Z całego tego zamieszania zapomniałam, że nie dałam znać Suzzy, że bezpiecznie wróciłam do domu. Miałam tylko nadzieję, że nie zdążyła rozesłać mojego nagrania, tak jak zagroziła. Nie zwlekając dłużej, wybrałam numer do Davis, która za drugim sygnałem odebrała.

- Czy tyś kurwa do reszty zwariowała?! - krzyknęła dziewczyna, nawet się nie wysilając na uprzejmość. - Dzwoniłam do ciebie z dobre dwadzieścia razy i nawet nie raczyłaś odebrać tego pierdolonego telefonu!

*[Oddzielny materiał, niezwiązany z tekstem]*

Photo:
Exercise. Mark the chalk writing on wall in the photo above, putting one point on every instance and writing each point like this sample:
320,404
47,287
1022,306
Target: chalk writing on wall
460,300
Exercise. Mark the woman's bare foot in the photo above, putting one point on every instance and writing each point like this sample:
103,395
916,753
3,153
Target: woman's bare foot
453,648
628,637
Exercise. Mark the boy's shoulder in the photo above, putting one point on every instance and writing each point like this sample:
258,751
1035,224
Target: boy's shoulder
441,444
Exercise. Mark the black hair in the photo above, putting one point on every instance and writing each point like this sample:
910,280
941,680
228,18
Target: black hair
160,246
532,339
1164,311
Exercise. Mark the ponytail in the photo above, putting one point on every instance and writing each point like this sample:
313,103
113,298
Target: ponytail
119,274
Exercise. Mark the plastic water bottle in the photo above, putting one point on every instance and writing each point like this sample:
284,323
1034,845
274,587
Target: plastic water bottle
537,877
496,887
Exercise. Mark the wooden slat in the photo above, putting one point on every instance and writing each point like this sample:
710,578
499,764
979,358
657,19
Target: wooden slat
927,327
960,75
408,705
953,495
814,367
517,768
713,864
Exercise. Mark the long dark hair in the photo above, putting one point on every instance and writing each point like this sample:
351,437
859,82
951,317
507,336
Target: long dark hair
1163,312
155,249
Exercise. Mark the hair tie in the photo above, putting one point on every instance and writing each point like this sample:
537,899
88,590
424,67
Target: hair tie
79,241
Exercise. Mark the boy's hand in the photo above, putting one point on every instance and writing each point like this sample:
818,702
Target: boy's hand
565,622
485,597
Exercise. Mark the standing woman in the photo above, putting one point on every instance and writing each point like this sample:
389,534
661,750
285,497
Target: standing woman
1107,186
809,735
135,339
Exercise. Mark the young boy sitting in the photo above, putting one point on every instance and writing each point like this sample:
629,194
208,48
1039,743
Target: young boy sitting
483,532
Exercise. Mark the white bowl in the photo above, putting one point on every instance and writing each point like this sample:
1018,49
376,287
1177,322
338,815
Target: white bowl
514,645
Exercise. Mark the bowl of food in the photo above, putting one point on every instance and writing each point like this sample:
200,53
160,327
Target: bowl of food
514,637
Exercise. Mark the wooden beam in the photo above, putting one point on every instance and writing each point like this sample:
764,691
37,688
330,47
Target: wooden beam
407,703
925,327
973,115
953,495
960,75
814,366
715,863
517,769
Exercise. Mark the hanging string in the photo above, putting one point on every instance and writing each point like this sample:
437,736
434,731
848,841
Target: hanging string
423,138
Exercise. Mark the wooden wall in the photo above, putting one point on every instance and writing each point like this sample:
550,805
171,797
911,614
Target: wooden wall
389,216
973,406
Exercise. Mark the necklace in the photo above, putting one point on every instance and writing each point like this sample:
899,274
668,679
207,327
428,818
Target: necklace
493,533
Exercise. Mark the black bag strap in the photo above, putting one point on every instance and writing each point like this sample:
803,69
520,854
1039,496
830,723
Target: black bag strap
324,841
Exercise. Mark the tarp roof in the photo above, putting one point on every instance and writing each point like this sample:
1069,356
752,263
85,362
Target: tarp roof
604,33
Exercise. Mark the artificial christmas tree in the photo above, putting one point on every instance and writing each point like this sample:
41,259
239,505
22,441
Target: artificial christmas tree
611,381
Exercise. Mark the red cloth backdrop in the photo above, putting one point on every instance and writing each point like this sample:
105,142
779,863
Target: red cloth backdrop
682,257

- Salve Suzzy, też się cieszę, że cię słyszę. - powiedziałam z wyraźnym sarkazmem w głosie. - I uprzedzając twoje uprzejme pytanie, nie, nie zwariowałam.  Właśnie idę do Willa, więc niestety muszę kończyć. Arrivederci, Ti amo Suzyy. - rozłączyłam się, nie dając możliwości blondynce, aby dokończyła swój wywód.

Mając już za sobą rozmowę z jakże kochaną Davis, postanawiam zamówić ubera, gdyż pogoda była tak piękna, jak moje przyjazne stosunki do Diavola. Czyli jednym słowem pogoda była chujowa. Czekając na ubera, moją uwagę przykuli mężczyźni, którzy przyjechali wraz z brunetem. Palili swoje papierosy, nawet nie zauważając, że nie są już sami. Przybliżyłam się z zamiarem podsłuchania o czym rozmawiali, gdy poczułam z tyłu głowy zimny przedmiot. Nie wiedząc o co chodzi, obróciłam się powoli i to co wtedy zobaczyłam, pozostanie w mojej pamięci na zawsze. Owym przedmiotem był pistolet. Wymierzony prosto we mnie.

Nigdy bym nie przypuszczała, że będę zależna od kogoś, czy pozostanę przy życiu czy jednak nie.